In the below example there are 2 related variables and 5 that are unrelated. Lets see how dann, sub_dann, and dann with only the correct features perform. First, lets make a data set to work with.

 library(dann)
 library(mlbench)
 library(magrittr)
 library(dplyr, warn.conflicts = FALSE)
 library(ggplot2)

 ######################
 # Circle data with unrelated variables
 ######################
 set.seed(1)
 train <- mlbench.circle(500, 2) %>%
   tibble::as_tibble()
 colnames(train)[1:3] <- c("X1", "X2", "Y")

 # Add 5 unrelated variables
 train <- train %>%
   mutate(
     U1 = runif(500, -1, 1),
     U2 = runif(500, -1, 1),
     U3 = runif(500, -1, 1),
     U4 = runif(500, -1, 1),
     U5 = runif(500, -1, 1)
   )
 
 test <- mlbench.circle(500, 2) %>%
   tibble::as_tibble()
 colnames(test)[1:3] <- c("X1", "X2", "Y")

 # Add 5 unrelated variables
 test <- test %>%
   mutate(
     U1 = runif(500, -1, 1),
     U2 = runif(500, -1, 1),
     U3 = runif(500, -1, 1),
     U4 = runif(500, -1, 1),
     U5 = runif(500, -1, 1)
   )

To use with the dann package, data needs to be in matrices instead of dataframes.

 xTrain <- train %>%
   select(X1, X2, U1, U2, U3, U4, U5) %>%
   as.matrix()

 yTrain <- train %>%
   pull(Y) %>%
   as.numeric() %>%
   as.vector()

 xTest <- test %>%
   select(X1, X2, U1, U2, U3, U4, U5) %>%
   as.matrix()

 yTest <- test %>%
   pull(Y) %>%
   as.numeric() %>%
   as.vector()

As expected, dann is not performant.

 dannPreds <- dann(xTrain = xTrain, yTrain = yTrain, xTest = xTest, 
                   k = 3, neighborhood_size = 50, epsilon = 1, probability = FALSE)
 mean(dannPreds == yTest) # Not a good model
## [1] 0.668

Moving on to sub_dann, the dimension of the subspace should be chosen based on the number of large eigenvalues. The graph suggests 2 is good (the correct answer).

 graph_eigenvalues(xTrain = xTrain, yTrain = yTrain, 
                   neighborhood_size = 50, weighted = FALSE, sphere = "mcd")

While continuing to use unrelated variables, sub_dann did much better than dann.

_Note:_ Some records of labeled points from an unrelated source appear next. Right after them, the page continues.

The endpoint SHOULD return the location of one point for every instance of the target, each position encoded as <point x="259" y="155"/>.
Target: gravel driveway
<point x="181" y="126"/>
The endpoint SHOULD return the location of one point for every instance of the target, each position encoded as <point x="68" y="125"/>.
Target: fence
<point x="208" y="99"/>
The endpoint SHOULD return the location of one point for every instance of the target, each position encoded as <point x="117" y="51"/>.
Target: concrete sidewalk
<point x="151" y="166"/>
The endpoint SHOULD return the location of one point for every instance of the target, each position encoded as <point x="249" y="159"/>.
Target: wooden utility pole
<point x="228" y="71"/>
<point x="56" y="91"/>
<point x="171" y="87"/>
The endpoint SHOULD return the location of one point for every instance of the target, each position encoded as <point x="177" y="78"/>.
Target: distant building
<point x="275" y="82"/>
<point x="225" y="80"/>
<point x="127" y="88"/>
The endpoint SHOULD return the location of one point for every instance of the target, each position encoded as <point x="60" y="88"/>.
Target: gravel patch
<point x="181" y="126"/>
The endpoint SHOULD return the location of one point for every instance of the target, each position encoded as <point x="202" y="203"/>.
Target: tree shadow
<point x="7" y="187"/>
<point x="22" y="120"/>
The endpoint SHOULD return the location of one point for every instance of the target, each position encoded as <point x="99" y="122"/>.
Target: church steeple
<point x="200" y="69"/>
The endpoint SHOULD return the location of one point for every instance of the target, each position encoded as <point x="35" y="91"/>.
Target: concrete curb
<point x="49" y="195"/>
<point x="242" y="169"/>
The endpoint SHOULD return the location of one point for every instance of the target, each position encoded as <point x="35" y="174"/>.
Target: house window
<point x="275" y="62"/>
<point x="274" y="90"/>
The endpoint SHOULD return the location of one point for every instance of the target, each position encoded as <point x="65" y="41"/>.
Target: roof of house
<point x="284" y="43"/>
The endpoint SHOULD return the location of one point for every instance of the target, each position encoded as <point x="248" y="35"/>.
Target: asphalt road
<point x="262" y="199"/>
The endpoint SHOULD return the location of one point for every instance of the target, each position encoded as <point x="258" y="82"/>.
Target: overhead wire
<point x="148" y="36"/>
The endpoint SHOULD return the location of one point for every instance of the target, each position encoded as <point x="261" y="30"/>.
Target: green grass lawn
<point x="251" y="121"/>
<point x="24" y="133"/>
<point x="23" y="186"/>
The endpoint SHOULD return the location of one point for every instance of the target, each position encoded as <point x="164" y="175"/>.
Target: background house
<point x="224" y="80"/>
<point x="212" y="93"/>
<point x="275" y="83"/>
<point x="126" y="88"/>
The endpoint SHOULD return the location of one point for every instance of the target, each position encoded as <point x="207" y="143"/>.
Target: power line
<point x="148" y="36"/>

 subDannPreds <- sub_dann(xTrain = xTrain, yTrain = yTrain, xTest = xTest, 
                          k = 3, neighborhood_size = 50, epsilon = 1, 
                          probability = FALSE, 
                          weighted = FALSE, sphere = "mcd", numDim = 2)
 mean(subDannPreds == yTest) # sub_dan does much better when unrelated variables are present.
## [1] 0.882

As an upper bound on performance for this A.I. approach, lets try dann using only the informative variables. There is some improvement to be had.

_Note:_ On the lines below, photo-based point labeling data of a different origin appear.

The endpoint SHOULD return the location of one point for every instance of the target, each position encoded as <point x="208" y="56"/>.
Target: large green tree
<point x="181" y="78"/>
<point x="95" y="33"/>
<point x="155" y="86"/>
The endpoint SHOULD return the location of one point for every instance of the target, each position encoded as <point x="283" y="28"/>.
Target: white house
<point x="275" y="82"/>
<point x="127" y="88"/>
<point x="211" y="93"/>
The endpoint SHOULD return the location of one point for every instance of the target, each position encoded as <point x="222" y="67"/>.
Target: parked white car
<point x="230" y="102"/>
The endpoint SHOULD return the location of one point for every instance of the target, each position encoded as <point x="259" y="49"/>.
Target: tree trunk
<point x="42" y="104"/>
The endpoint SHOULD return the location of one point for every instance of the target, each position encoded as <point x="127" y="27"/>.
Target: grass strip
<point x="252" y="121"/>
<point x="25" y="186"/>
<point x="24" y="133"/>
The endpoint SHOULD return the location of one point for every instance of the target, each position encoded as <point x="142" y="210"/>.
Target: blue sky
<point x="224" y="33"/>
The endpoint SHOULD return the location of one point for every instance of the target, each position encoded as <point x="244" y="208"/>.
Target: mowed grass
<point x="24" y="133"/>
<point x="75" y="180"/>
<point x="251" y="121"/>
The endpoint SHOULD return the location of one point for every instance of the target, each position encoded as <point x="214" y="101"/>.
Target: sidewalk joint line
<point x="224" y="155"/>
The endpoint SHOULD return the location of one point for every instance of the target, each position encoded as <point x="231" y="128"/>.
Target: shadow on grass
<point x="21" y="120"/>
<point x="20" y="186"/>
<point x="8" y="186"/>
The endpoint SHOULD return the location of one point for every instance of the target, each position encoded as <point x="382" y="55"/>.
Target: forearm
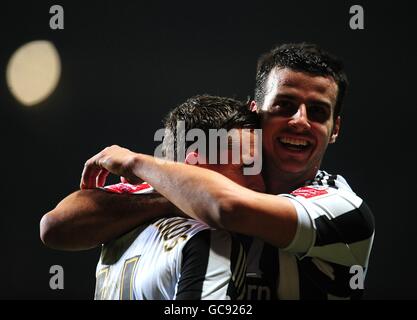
<point x="88" y="218"/>
<point x="214" y="199"/>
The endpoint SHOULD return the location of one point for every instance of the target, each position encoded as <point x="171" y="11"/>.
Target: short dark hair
<point x="207" y="112"/>
<point x="304" y="57"/>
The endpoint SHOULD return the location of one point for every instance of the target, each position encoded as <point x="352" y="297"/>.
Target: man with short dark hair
<point x="180" y="258"/>
<point x="317" y="228"/>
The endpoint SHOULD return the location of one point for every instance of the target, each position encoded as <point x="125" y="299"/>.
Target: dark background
<point x="126" y="63"/>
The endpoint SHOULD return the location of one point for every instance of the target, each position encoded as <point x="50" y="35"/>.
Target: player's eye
<point x="318" y="113"/>
<point x="284" y="108"/>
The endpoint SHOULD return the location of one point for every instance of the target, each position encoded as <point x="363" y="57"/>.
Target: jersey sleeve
<point x="142" y="188"/>
<point x="213" y="267"/>
<point x="334" y="224"/>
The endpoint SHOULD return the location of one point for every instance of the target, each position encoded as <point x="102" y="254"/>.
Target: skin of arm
<point x="88" y="218"/>
<point x="202" y="194"/>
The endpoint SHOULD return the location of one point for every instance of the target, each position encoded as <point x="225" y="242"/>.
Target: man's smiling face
<point x="297" y="121"/>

 variableSelectionDann <- dann(xTrain = xTrain[, 1:2], yTrain = yTrain, xTest = xTest[, 1:2],
                               k = 3, neighborhood_size = 50, epsilon = 1, probability = FALSE)
 
 mean(variableSelectionDann == yTest) # Best model found when only true predictors are used.
## [1] 0.944

Overall, dann with the correct variables did better than sub_dann. But in practice, it is usually unknown which variables are informative. The best course of action is to find the best set of variables. But due to project timelines, this is not always an option. subb_dann is an way to gain some level of performance with minimal work.